Você quer uma cultura forte na sua empresa? Aposte na confiança

Dentre as bases necessárias à construção do “Ciclo de Crescimento” da organização, os empreendedores devem criar e inspirar a relação de confiança com o time, direcionada à busca permanente de melhores resultados, como base da cultura organizacional.

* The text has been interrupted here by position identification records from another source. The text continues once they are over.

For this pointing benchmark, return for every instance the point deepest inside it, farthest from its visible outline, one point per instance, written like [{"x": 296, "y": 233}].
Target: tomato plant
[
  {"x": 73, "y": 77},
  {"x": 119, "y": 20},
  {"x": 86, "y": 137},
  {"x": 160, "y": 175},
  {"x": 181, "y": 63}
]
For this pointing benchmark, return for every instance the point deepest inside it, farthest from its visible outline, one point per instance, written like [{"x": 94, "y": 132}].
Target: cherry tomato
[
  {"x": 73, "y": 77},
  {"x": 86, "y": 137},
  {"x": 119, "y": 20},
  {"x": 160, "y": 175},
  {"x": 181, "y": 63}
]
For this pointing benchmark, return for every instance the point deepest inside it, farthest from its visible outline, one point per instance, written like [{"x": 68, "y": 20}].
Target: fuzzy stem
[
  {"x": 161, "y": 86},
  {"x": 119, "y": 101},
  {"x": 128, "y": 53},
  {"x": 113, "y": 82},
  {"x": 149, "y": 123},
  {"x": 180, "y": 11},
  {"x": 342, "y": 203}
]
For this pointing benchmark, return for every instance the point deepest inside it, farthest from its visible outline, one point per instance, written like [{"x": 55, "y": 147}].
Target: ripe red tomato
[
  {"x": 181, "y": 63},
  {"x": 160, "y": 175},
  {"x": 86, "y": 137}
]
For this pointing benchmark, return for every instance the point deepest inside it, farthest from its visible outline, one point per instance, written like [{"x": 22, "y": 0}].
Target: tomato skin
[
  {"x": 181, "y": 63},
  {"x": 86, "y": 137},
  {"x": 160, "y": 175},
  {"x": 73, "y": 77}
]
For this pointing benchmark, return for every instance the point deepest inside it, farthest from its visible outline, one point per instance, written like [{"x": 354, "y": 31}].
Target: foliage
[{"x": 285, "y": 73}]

Que uma empresa são as pessoas que nela trabalham, você já deve saber de cor e salteado. É por isso que no Portal Endeavor existem tantos artigos, ebooks e outros conteúdos criados para que você consiga aprimorar a qualidade da sua gestão do time. Os desafios são inúmeros quanto à construção e desdobramento das metas (ciclos de planejamento e execução) e aos processos de gente: recrutamento, integração, desenvolvimento, engajamento, incentivos e reconhecimento de talentos e por aí vai. O engajamento com a cultura organizacional passa por sua correta percepção, protagonismo dos líderes, construção e aprimoramento de processos de gente.

 

A confiança é construída por meio de relações pessoais
A construção e a aceitação da cultura organizacional está assentada numa série de relações entre pessoas que fomentam ou travam os processos estratégicos de gente. Cada relação representa, em nível individual, o farol difusor ou bloqueador da cultura. Se há confiança, o ciclo virtuoso é disparado; se não há, o inverso acontece. Em última instância, como o meu líder ou o meu par se relacionam comigo importa mais para a pessoa do que o discurso oficial da empresa. Lembre-se do ditado “uma pessoa não deixa a empresa, ele deixa o seu líder”.

Vamos abordar o assunto do desenvolvimento da confiança junto ao time como alavanca do “Ciclo de Crescimento” de forma mais abrangente e estratégica, partindo da minha experiência como empreendedor na construção de negócios e no varejo multicanal, como mentor Endeavor e ex-consultor em Gestão para Resultados. Alguém que testou modelos, que errou e que correu atrás para aprimorá-los.

 

O DNA começa com a visão e os capítulos da construção da empresa
A estratégia de gente, naturalmente, será impactada pela história dos fundadores e sócios da empresa, ou seja, como a ideia foi construída. Quem são as pessoas envolvidas na criação de uma organização? O que sonham atingir? O que elas valorizam? Qual o processo de decisão? Como inspiram outras pessoas a lutarem por objetivos comuns? Tudo isso vai compondo o próprio DNA da companhia e seu propósito de existência.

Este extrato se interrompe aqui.